Thursday, May 5, 2016

Apache Spark 2.0 Features


Apache Spark 2.0 Features

New APIs


  • Apache Spark 2.0 can run all 99 TPC-DS queries

  • Apache Spark 2.0 will merge DataFrame to DataSet[Row]

- DataFrames are collections of rows with a schema
- Datasets add static types, eg.

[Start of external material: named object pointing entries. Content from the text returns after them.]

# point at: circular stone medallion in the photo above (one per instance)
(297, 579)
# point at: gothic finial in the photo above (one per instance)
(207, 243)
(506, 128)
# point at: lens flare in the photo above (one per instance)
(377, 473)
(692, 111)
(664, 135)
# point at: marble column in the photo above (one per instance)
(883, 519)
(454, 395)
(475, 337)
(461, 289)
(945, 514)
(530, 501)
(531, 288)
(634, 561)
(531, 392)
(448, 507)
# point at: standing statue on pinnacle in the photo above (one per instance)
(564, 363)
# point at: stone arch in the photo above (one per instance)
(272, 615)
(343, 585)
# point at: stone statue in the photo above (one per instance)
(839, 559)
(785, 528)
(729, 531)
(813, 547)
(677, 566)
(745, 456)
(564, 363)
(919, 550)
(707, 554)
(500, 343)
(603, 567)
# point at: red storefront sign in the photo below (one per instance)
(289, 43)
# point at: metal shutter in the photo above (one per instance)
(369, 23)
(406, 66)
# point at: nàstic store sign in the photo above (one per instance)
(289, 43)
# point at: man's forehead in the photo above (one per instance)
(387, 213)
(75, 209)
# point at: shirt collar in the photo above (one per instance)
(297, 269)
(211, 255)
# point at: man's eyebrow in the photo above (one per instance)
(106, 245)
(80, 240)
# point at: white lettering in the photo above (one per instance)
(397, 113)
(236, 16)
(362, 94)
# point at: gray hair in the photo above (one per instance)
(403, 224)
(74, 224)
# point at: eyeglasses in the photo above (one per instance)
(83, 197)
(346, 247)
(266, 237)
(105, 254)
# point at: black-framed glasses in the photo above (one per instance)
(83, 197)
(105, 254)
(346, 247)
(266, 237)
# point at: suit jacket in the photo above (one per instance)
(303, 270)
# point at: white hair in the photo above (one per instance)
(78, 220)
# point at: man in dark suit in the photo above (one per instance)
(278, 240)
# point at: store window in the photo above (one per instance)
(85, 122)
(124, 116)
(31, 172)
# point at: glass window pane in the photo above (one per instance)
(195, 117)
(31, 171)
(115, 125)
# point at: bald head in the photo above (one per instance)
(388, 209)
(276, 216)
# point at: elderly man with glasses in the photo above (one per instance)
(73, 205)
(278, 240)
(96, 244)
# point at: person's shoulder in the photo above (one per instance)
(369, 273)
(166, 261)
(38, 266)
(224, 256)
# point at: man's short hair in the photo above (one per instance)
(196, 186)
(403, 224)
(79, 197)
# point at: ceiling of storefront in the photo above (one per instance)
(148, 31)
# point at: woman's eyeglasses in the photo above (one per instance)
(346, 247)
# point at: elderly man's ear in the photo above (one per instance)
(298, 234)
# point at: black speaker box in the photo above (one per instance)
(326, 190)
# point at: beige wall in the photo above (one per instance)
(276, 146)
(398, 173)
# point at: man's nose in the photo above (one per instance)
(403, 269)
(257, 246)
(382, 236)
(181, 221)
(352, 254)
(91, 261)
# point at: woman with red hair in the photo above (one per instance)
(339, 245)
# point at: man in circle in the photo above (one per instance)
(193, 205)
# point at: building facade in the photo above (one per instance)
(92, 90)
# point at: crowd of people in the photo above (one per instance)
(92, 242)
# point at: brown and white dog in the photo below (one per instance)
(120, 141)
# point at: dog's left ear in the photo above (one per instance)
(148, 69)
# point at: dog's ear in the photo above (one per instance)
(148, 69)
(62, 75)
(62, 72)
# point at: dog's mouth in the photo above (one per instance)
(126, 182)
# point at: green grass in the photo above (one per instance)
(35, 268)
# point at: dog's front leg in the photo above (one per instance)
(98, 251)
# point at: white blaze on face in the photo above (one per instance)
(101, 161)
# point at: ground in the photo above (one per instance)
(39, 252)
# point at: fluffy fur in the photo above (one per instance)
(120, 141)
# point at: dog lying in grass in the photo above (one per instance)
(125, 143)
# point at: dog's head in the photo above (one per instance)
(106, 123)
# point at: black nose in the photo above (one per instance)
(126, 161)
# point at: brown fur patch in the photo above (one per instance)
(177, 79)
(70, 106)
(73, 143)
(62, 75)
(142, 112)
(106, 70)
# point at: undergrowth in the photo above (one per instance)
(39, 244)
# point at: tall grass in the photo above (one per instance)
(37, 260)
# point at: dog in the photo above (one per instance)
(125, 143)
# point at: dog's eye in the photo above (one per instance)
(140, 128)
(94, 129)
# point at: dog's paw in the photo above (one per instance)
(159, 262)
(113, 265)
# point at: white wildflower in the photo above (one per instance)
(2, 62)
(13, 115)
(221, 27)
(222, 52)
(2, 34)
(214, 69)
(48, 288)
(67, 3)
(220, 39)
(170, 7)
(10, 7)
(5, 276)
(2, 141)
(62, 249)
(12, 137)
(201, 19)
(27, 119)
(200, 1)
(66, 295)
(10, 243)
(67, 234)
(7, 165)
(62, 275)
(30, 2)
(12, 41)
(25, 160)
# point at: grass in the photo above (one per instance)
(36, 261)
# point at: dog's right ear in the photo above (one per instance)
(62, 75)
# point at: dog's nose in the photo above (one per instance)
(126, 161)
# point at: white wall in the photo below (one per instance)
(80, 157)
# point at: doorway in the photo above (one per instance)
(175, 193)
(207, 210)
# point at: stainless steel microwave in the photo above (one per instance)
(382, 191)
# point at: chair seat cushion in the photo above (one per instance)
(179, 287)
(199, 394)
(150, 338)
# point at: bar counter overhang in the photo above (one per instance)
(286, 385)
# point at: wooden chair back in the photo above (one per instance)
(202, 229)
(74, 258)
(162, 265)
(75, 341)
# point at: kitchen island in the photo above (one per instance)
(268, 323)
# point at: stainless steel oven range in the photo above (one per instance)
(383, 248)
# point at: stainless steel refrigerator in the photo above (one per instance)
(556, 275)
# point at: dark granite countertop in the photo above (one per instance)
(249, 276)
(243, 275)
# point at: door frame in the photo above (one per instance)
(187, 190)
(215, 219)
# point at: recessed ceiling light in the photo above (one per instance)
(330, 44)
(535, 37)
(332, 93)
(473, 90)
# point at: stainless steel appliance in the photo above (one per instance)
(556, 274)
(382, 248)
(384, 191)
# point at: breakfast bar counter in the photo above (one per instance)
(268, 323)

DataSet[Person], actually brings type safety over DataFrame
- Both run on Tungsten

in 2.0 DataFrame and DataSets will unify
case class Person(email: String, id : Long, name: String)
val ds = spark.read.json("/path/abc/file.json").as[Person]

  • Introducing SparkSession
SparkSession is the "SparkContext" for Dataset/DataFrame.
So if anyone using only DataFrame/DataSet, can simply use SparkSession but SparkContext and all older APi  will remain


Code demo2 Spark Session demo

Long term Prospects

  • RDD will remain the low-level API in Spark
  • Datasets & DataFrames give richer semantics and optimizations
  • DataFrame based ML pipeline API will become the main MLLib API
  • ML model & pipeline persistance with almost complete coverage
  • Improved R Support


Spark Structured Streaming

Spark 2.0 is introducing Spark Infinite DataFrames using the same single API
logs = ctx.read.format("json").stream("source")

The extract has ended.